The pathological diagnosis was made by two board-certified pathologists (IK and AT), according to the World Health Organization classification [25], and the tumor fraction in the sections (% area) was evaluated in 10% increments. Similarly, the cytological diagnosis was made by two board-certified cytopathologists (IK and TH), according to the classification system proposed by the Japanese Society of Clinical Cytology [26]. For cytology specimens, atypical or tumor cell numbers were counted in five high-power fields (HPF) at × 400 magnification. The average counts were calculated and the total tumor cells (T) subjected to NGS were estimated. Similarly, non-tumor cell counts were calculated as the average of five HPF, and total non-tumor cells (N) were estimated, and then the tumor cell ratio (T/N + T) was calculated. The cytological and pathological studies were performed independently from the molecular studies described below.
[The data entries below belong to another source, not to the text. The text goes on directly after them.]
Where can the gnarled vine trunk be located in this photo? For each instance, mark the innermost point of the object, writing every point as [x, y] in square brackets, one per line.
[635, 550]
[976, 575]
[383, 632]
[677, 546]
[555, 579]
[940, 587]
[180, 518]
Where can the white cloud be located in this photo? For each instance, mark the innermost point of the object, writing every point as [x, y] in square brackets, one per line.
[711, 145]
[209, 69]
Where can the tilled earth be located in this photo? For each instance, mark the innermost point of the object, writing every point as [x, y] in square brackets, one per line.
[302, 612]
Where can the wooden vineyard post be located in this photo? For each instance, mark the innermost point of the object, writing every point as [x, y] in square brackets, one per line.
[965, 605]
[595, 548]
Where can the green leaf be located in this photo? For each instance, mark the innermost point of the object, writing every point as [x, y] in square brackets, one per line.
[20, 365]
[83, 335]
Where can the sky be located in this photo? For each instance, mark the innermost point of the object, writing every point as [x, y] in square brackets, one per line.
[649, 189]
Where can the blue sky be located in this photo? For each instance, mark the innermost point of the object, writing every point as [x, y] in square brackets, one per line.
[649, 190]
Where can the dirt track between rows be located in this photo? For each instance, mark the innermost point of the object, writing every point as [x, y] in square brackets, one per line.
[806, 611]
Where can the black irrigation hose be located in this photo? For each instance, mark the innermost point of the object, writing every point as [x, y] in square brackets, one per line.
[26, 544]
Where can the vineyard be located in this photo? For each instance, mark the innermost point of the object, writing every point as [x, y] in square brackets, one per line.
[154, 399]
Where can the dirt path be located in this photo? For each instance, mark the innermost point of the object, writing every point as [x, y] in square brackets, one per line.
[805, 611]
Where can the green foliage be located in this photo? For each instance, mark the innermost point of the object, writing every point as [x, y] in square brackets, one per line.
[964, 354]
DNA extraction and quality check

Whole blood DNA was extracted using the QIAamp DNA Blood Mini Kit (Qiagen). DNA from FFPE tissues was obtained from 3 to 6 sections with 10-μm thickness, including more than 30% of the cancer area, or after microdissection using a microdissection laser (Leica Biosystems, Nussloch GmbH, Germany). One mL of residual LBC samples was centrifuged (× 12,000 g), and the pellets were resuspended in 95% ethanol and air-dried for 5 min. Both the FFPE sections and LBC pellets were then incubated with proteinase K (Promega, Madison, WI, USA) for 15 h at 70 °C, followed by a 1-h incubation at 98 °C in lysis buffer (Promega). After centrifugation (× 12,000 g), the supernatants were applied to the Maxwell RSC DNA FFPE kit and Maxwell 16 system (Promega). After measuring the extracted DNA concentration using the Qubit 3.0 dsDNA BR assay kit (Life Technologies, Grand Island, NY, USA), DNA qualities were monitored using the QIAseq DNA quantimize kit (Qiagen). A quality check score (QC score) less than 0.04 was considered as a high-quality DNA, according to our previous report [23].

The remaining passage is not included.